The reasons would be stated in the judgment, which is in the record of proceedings, so that is my confusion because there is no other record. There is the record. I guess you understand the question.
Ms. Arnott: I do, and we can point you to two sources. First, we can talk to you about the methodology we used in the New Brunswick study, where we found that source to be able to make the statements that we did. I will let my colleague do that.
As for the second source that we can point you to, we used one of the search engines and did a case law search for decisions where we found surcharge and waiver.
Senator Baker: You did a search of case law? You probably did a search of Westlaw, Carswell or Quicklaw. Those are the most accurate.
How do cases get reported? How does a judgment get reported? The judge himself reports it, or the prosecutor or the defence attorney submits it.
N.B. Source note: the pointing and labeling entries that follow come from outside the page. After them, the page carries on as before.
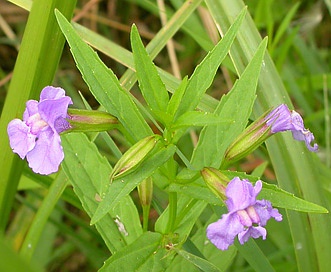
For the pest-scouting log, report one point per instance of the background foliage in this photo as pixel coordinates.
(295, 68)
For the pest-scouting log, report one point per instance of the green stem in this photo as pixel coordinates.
(172, 212)
(44, 211)
(146, 209)
(35, 68)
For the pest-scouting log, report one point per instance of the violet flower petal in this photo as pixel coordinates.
(47, 155)
(51, 93)
(31, 109)
(20, 139)
(223, 232)
(279, 119)
(240, 194)
(51, 110)
(254, 232)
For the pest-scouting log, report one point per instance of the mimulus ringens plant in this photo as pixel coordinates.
(278, 120)
(246, 217)
(282, 119)
(37, 136)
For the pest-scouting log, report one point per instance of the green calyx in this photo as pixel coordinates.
(90, 120)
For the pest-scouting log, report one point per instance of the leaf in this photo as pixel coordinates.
(134, 256)
(279, 197)
(237, 106)
(204, 73)
(282, 199)
(88, 173)
(150, 83)
(124, 185)
(200, 263)
(197, 118)
(103, 84)
(196, 190)
(176, 98)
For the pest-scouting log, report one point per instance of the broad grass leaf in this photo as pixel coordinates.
(88, 173)
(204, 73)
(103, 83)
(150, 83)
(236, 105)
(124, 185)
(135, 256)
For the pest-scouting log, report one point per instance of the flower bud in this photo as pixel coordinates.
(216, 181)
(273, 121)
(250, 139)
(90, 120)
(134, 156)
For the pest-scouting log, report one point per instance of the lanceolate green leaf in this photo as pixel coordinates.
(89, 173)
(34, 69)
(204, 73)
(150, 83)
(237, 104)
(103, 83)
(282, 199)
(123, 186)
(295, 169)
(134, 256)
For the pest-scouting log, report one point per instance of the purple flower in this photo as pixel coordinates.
(282, 119)
(37, 136)
(246, 217)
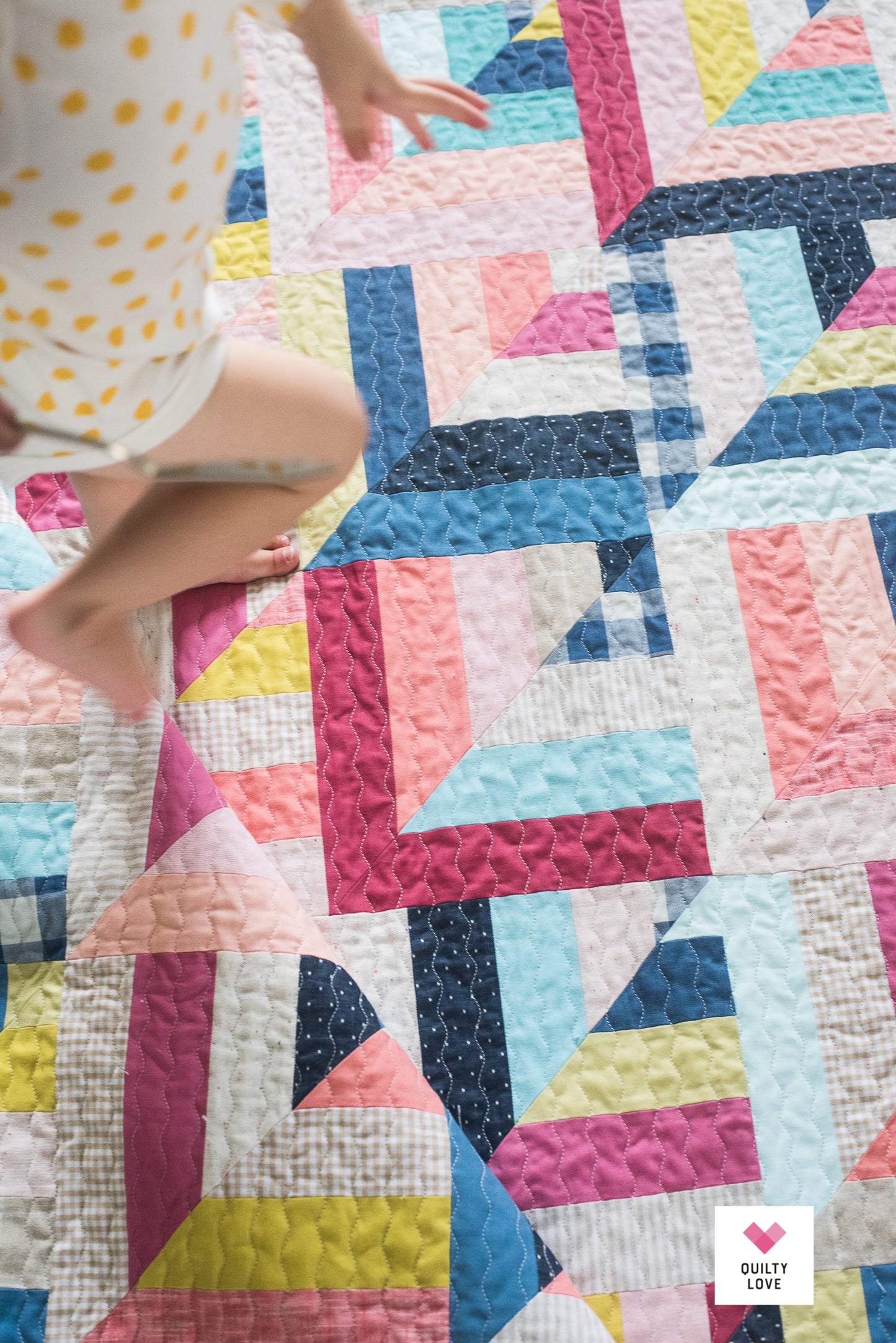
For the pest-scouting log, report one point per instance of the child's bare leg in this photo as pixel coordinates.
(105, 499)
(267, 403)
For the numbers of cases that are adjudicated, there is no rule that says that you have to report your judgment or your record of proceedings. Some judges have never had a case reported in their lives, yet they have been paid for twenty years. It just means it has not been reported, so I cannot see how you can depend on that source of material.
Ms. Arnott: That is one source.
Senator Joyal: On that unique source.
Ms. Arnott: That is right. I will let my colleague speak to the other source.
Ms. Morency: If I were to read from the New Brunswick study that we have referred to repeatedly, on page 16, a description is provided in terms of the methodology used — on-site review, for example, court offices and one permanent provincial court visited, informal discussions, court proceedings observed on several occasions. They looked at the paper trail and the court file and did some random sampling.
Is it 100 per cent? No. That is why studies like this always provide the methodologies and the limitations.
Does it provide a reasonable snapshot as to what is actually happening on a number of occasions? We suggest it does, but the committee might have a different view.
Senator Joyal: Is the fine option program applicable to any victim surcharge, or are there situations whereby those fine option programs would not be open for victim surcharges that someone does not have the means to pay?
Ms. Arnott: No. Each province and territory has set out the parameters of their fine option program, and I believe the Library of Parliament paper mentions the parameters. Some fine option programs right now do not allow the surcharge to be paid because that is what the code says right now.
Those provinces and territories will need to make changes to allow for the surcharge to be included. For provinces that do not have that provision, there is no exclusion for a kind of surcharge.
Senator Joyal: Do you know offhand how many provinces would have that exclusion?
Ms. Arnott: I have three in my head, but that is —
Senator Joyal: Any that we know?
Ms. Arnott: P.E.I. is the one that I am remembering right now.
Senator Batters: Is it possible that another source of knowledge about the lack of a federal mandatory surcharge has been a subject brought up at an FPT level for several years? It is the provinces that employ the prosecutors in many of these cases. In discussions with the prosecutors about what is happening in the courtrooms on a daily basis, it is my understanding that this is a subject that has been brought up for quite some time at an FPT level.
Ms. Arnott: Amendments made in 2000 were the subject of discussion at the FPT group. It has also been discussed at FPT meetings. The Attorney General of Manitoba made proposals in 2005, and in subsequent years it was discussed at an officials' level.
The Chair: Thank you, witnesses. I appreciate your contributions today to our deliberations.